Lynch talks a bit about Lumiere and Company here.
15 comments:
From his roots with Eraserhead and The Elephant Man, it is clear that Lynch can at least do horrifying. Horror would be seem to be a natural next step.
PS - Love your blog.
He's such an amazing filmmaker. He has such a strong visual sensibility.
Earl - Oh, Lynch has made plenty of horror films already. Fire Walk With Me, Lost Highway, Mulholland Drive...strong arguments could be made for Eraserhead and Inland Empire, too.
I find the Lynch films the most horrifying--a zombie I'll most likely never see but I could possibly intersect with a Frank...(shiver)...
I heart David Lynch for Elephant Man and Eraserhead.
However, the sleaze in me hearts him even more so for Mulholland Dr.
i understand the obsession. i've just watched it 10 times in ten minutes. the shadow in the window at the end. try watching it with headphones on.
That's a terrifically weird piece of film. As WIEC? notes, one of the most eerie bits is the woman's shadow on the windowshade—or the person outside? With natural lighting the latter would generally be much more likely, but, it moves with her very well. Actor outside mimicking her movements? Does the husband cast a visible shadow?
Anyway, very nightmarish. I actually think the scene with the three women in the weird bower-like environment is one of the most gripping.
Thanks, Stacie.
I can't stop watching it either! It's so deeply unsettling. Thanks for posting this, Stacie; I'd known of it's existence but kept not seeking it out. The way the doorway goes practically black at the end is what gets me... shudder...
Fire Walk With Me *is* Lynch's take on The Shining: a domestic drama gone horrifyingly wrong.
Don't know where you or any of your readers live, but David Lynch will be doing a signing at Amoeba Records in LA on Tuesday. I think I'm going to check it out.
The music and the sound effects really create a great feeling of total dread and unease. I think I need to experience that again. Thanks for posting this...
I don't mean to be the one to quibble, because I think it's an amazing short, certainly the best of all the Lumiere and Company films, but it does break all the rules of the task. Unless there's a very elaborate multi-set arrangement in the same location, this looks like it has multiple set-ups and some in-camera cuts.
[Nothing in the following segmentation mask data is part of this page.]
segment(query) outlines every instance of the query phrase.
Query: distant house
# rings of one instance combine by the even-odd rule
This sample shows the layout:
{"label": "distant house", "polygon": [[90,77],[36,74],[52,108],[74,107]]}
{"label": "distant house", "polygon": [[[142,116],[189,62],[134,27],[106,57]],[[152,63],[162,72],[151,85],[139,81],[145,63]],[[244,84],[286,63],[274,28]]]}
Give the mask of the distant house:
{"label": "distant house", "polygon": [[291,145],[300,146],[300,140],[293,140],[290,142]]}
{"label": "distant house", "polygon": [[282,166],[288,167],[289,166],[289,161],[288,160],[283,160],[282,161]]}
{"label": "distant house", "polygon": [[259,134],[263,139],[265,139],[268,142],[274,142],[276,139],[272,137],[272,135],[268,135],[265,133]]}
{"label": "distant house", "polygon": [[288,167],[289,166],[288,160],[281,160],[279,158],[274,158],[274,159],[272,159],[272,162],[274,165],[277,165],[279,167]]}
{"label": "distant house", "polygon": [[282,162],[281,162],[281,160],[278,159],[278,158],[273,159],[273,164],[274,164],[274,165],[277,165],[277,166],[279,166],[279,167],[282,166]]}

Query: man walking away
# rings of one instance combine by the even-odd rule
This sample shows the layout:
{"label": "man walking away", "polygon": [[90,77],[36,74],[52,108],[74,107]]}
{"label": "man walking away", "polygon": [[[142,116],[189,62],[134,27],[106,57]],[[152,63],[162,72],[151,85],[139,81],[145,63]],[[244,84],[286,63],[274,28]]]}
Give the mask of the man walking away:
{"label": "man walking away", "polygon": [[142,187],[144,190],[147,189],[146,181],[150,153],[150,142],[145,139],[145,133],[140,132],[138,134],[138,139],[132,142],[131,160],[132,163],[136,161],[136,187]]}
Can any elaborate on what it might be depicting? I just watched it on my lunch hour and I'm feeling a bit haunted now...
I think it's just your average, run-of-the-mill alien abduction. The girls, out enjoying their day, disappear. They're zapped up to the ship, experimented upon, killed, and zapped back. The cops find the bodies and inform the worried parents, but no one will ever know what actually happened to them.
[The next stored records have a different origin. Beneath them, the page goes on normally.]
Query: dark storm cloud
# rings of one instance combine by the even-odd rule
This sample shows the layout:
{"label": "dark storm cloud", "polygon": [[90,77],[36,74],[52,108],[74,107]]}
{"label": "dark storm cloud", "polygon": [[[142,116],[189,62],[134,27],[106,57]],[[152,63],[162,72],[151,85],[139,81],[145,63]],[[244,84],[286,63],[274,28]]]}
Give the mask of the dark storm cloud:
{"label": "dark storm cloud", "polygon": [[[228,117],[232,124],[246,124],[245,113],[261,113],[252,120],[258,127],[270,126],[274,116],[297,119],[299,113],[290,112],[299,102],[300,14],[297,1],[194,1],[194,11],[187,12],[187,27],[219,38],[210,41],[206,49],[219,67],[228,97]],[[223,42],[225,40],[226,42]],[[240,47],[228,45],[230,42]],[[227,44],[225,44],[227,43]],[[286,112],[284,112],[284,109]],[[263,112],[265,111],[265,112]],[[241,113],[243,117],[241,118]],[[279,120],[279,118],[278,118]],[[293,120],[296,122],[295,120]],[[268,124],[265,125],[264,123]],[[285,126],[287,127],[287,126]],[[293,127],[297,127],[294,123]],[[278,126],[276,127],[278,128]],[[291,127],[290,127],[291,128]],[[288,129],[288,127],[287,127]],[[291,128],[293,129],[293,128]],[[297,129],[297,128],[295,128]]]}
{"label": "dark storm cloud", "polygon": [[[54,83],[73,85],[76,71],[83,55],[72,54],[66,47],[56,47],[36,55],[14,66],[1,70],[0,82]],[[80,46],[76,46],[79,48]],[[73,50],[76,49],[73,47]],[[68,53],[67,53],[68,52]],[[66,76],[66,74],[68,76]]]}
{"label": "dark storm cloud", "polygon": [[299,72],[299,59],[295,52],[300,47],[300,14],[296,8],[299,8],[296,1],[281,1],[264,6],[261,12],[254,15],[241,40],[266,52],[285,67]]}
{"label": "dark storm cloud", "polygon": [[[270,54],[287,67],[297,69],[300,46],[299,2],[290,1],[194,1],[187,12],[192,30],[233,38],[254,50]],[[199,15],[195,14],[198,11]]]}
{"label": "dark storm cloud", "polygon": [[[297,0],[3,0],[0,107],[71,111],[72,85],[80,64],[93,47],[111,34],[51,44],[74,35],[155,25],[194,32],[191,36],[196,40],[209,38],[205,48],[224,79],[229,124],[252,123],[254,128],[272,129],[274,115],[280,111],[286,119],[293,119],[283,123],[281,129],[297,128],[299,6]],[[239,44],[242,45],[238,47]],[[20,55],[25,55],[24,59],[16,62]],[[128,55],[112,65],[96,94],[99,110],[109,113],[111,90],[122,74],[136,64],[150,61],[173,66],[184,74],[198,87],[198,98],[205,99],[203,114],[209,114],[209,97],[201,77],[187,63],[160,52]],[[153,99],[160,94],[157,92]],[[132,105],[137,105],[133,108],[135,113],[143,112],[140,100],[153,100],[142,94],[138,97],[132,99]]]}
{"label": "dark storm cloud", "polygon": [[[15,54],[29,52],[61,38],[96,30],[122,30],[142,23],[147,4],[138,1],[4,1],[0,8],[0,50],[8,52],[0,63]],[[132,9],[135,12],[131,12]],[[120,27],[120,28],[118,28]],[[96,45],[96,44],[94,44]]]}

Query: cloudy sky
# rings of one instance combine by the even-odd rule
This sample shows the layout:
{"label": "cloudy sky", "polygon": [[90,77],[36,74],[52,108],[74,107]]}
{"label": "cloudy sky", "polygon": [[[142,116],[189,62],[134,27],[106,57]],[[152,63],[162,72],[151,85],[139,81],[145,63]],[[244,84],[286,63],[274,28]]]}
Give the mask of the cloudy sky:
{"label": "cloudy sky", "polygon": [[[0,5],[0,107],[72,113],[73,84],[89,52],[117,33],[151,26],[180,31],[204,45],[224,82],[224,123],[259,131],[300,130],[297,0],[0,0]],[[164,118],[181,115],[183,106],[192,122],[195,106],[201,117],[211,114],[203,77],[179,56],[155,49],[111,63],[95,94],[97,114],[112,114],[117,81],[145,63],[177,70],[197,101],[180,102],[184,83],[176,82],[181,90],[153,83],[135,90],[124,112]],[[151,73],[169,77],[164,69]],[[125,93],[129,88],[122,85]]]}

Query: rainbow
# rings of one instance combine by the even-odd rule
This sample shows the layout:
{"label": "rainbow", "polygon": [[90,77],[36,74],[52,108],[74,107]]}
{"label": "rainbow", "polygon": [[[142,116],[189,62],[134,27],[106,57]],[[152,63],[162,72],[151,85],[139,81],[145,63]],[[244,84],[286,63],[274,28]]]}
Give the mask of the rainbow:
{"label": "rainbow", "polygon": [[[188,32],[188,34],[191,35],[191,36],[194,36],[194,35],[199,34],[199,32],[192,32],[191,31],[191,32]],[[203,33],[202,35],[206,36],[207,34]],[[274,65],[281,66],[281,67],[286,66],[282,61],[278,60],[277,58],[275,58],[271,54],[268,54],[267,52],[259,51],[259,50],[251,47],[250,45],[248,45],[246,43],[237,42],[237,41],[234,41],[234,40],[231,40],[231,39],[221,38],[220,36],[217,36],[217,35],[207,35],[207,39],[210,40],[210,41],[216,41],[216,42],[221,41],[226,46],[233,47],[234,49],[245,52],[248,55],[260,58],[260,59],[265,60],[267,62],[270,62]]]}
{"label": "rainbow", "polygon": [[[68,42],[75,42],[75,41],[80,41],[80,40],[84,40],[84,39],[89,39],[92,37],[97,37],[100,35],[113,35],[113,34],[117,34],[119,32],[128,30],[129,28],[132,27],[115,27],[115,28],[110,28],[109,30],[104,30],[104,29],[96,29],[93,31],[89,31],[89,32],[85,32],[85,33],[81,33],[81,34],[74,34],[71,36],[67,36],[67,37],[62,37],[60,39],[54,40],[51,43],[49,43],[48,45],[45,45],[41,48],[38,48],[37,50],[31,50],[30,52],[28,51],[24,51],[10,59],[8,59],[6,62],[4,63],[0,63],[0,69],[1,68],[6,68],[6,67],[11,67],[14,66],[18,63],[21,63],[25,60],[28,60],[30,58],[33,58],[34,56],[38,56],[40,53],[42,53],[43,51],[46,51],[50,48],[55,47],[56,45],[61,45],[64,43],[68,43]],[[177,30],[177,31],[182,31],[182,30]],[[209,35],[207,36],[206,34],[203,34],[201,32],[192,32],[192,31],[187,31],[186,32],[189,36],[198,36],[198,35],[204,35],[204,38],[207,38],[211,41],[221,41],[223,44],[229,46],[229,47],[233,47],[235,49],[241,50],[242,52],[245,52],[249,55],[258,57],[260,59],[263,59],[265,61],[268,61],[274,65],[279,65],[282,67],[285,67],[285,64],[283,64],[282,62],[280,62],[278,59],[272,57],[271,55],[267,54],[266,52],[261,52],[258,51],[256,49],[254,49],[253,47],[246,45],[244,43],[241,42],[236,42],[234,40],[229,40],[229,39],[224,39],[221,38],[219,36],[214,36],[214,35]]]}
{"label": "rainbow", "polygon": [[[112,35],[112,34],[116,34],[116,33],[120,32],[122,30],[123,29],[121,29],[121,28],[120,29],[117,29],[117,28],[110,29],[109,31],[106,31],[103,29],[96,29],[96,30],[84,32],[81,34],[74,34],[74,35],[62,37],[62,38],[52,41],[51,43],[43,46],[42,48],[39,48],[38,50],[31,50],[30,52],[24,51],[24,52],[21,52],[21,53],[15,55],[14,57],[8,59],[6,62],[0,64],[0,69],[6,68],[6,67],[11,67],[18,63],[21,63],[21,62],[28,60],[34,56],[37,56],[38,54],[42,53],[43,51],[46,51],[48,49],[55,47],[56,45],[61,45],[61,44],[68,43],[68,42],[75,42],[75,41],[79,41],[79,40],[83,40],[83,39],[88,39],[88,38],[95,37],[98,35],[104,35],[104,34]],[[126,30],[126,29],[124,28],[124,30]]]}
Thanks, Stacie. That seems precise enough, though I didn't see them as aliens - maybe I need to see it on a bigger screen again. Lynch seems to deal more usually with earthly sources of evil and horror (Eraserhead possibly excepted), so he doesn't normally take the safe route of attributing stuff to dudes from outer space. They look like Victorian scientists to me....
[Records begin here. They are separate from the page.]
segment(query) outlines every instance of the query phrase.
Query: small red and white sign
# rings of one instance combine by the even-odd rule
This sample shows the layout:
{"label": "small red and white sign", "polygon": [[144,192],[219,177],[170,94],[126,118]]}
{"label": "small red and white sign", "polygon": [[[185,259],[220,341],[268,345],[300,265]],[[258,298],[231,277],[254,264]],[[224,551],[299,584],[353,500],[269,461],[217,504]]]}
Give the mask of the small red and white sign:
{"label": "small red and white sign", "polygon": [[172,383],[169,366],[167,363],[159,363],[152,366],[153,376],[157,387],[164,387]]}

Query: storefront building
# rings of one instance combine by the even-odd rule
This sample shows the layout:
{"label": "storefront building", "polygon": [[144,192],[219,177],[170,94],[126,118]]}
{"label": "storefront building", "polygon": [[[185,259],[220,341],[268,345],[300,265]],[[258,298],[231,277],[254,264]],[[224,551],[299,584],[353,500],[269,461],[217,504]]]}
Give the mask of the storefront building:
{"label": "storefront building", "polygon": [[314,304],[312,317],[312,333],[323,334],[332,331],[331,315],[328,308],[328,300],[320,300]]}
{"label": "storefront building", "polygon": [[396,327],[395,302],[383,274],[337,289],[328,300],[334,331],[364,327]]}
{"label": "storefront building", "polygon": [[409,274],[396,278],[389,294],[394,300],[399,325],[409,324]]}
I'm still intrigued by how he might have done it without edits. It's possible that there were no cuts, and I love the use of overexposure or darkness to move between scenes, but the camera has certainly been stopped at some points. The Cinematographe was hand-cranked, so you could control the speed (at point of recording or projection) and wind it back for double exposures. The sad thing is that Lynch has pledged never again to work with film: he's clearly made the best possible use of its unique capabilities here.
Dan, it's hard to see, but they all look identical to me, and seem to have bumpy foreheads too.
I love the slow organ-y music, it's very creepy and adds such a feeling of dread.